Die Opfer sind nicht auf Geld aus, prompt speist sie die Kirche mit Almosen ab.

Wien (OTS) - Bei der Klasnic-Kommission zur Klärung der Missbrauchsfälle in der Kirche haben sich in den ersten sechs Wochen seit ihrem Bestehen 193 Opfer gemeldet (Bericht im Chronik-Teil ab Seite 21).
"Nur" 193? Abgesehen davon, dass jeder Missbrauch in jedem einzelnen Fall ein Leben zerstört hat, darf der mäßige Zustrom nicht wundern. Zu schmerzlich ist noch in Erinnerung, wie 1995 mit dem ehemaligen Zögling umgegangen wurde, der Kardinal Groer des Übergriffes beschuldigte: Die Kirche unterstellte dem Opfer damals sexuelle Fantasien.

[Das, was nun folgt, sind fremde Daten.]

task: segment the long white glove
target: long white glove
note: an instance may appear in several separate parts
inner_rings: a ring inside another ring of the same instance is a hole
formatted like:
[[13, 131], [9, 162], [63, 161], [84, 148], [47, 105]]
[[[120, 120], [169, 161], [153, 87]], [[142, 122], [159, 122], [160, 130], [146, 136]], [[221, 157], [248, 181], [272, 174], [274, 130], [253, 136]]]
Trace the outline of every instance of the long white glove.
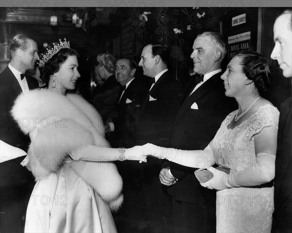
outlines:
[[100, 147], [88, 145], [71, 153], [70, 156], [74, 160], [90, 161], [114, 161], [121, 157], [128, 160], [139, 160], [146, 162], [146, 150], [142, 146], [124, 149]]
[[256, 164], [234, 173], [227, 174], [214, 167], [208, 168], [213, 173], [214, 177], [201, 185], [209, 188], [221, 190], [234, 187], [259, 185], [270, 182], [275, 176], [276, 156], [260, 152], [256, 154]]
[[159, 159], [190, 167], [205, 168], [215, 163], [213, 150], [209, 144], [203, 150], [185, 150], [159, 147], [151, 143], [143, 146], [147, 149], [145, 155], [149, 154]]

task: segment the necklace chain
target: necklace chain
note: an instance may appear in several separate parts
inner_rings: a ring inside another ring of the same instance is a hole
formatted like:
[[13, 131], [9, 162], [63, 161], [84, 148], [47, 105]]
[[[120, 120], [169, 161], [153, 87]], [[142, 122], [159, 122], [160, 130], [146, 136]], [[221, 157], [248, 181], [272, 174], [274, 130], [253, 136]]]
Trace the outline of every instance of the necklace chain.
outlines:
[[239, 118], [240, 118], [244, 114], [245, 114], [247, 112], [247, 111], [249, 110], [253, 106], [254, 106], [254, 105], [256, 103], [256, 102], [259, 98], [260, 98], [260, 96], [259, 96], [256, 100], [255, 100], [255, 101], [254, 101], [254, 102], [253, 102], [252, 104], [250, 106], [249, 106], [248, 108], [247, 108], [245, 110], [245, 111], [242, 113], [241, 114], [240, 114], [239, 116], [238, 116], [238, 113], [239, 112], [238, 110], [238, 112], [237, 114], [237, 115], [235, 116], [235, 117], [234, 117], [234, 119], [235, 120], [235, 121], [237, 121]]

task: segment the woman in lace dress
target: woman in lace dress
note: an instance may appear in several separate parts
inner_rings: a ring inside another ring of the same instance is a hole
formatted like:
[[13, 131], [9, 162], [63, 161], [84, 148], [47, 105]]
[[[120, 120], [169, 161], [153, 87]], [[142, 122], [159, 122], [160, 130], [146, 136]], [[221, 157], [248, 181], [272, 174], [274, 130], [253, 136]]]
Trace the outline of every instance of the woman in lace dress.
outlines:
[[[256, 52], [243, 51], [231, 60], [221, 78], [225, 95], [235, 98], [238, 109], [226, 117], [203, 150], [144, 146], [149, 154], [213, 173], [201, 184], [218, 190], [218, 233], [271, 231], [279, 112], [260, 95], [269, 73], [267, 60]], [[215, 164], [229, 168], [230, 174], [209, 166]]]

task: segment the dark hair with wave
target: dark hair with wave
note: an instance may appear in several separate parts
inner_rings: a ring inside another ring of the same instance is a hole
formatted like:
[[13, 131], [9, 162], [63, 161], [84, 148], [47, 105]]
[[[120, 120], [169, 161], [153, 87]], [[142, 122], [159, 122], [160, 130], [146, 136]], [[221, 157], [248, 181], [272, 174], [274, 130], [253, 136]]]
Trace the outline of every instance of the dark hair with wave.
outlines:
[[[53, 43], [48, 46], [49, 50], [54, 48]], [[61, 49], [58, 52], [52, 57], [43, 67], [39, 68], [40, 78], [46, 83], [49, 83], [50, 77], [56, 73], [60, 69], [60, 65], [67, 60], [69, 56], [78, 56], [77, 52], [73, 49], [65, 48]]]
[[166, 44], [160, 44], [159, 43], [153, 43], [149, 44], [152, 46], [152, 54], [154, 57], [157, 55], [160, 56], [162, 61], [166, 65], [169, 61], [170, 57], [170, 49], [169, 47]]
[[239, 57], [242, 72], [253, 81], [260, 94], [270, 86], [270, 64], [268, 59], [259, 53], [245, 50], [236, 55]]
[[35, 41], [24, 34], [18, 34], [15, 35], [10, 42], [9, 50], [12, 52], [16, 51], [18, 49], [22, 50], [27, 50], [29, 49], [29, 41]]

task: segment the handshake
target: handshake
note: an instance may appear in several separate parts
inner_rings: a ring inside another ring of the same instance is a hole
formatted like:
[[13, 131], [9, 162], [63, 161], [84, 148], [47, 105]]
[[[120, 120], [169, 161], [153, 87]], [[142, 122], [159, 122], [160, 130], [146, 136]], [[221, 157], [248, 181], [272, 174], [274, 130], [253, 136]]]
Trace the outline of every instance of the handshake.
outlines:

Viele Opfer können die Hemmschwelle, sich jemandem anzuvertrauen, nicht überschreiten. Manche können nicht einmal mit ihrem Ehepartner darüber reden.
Wenn sie den Schritt eines Tages doch schaffen, wie jene 193 Opfer bei der Klasnic-Kommission, sind sie in erster Linie nicht auf eine Anzeige oder Bestrafung des Täters aus. Auch nicht unbedingt auf Schadenersatz. Sie wollen, dass endlich die Wahrheit ans Licht kommt, dass man ihnen glaubt, dass jemand die Schuld bekennt.
Trotzdem sind die 100.000 Euro, welche die Kirche - nein, nicht gleich, erst nach gemächlicher Absegnung durch die Bischofskonferenz - in einen Opferfonds einzuzahlen bereit ist, ein beschämendes Almosen.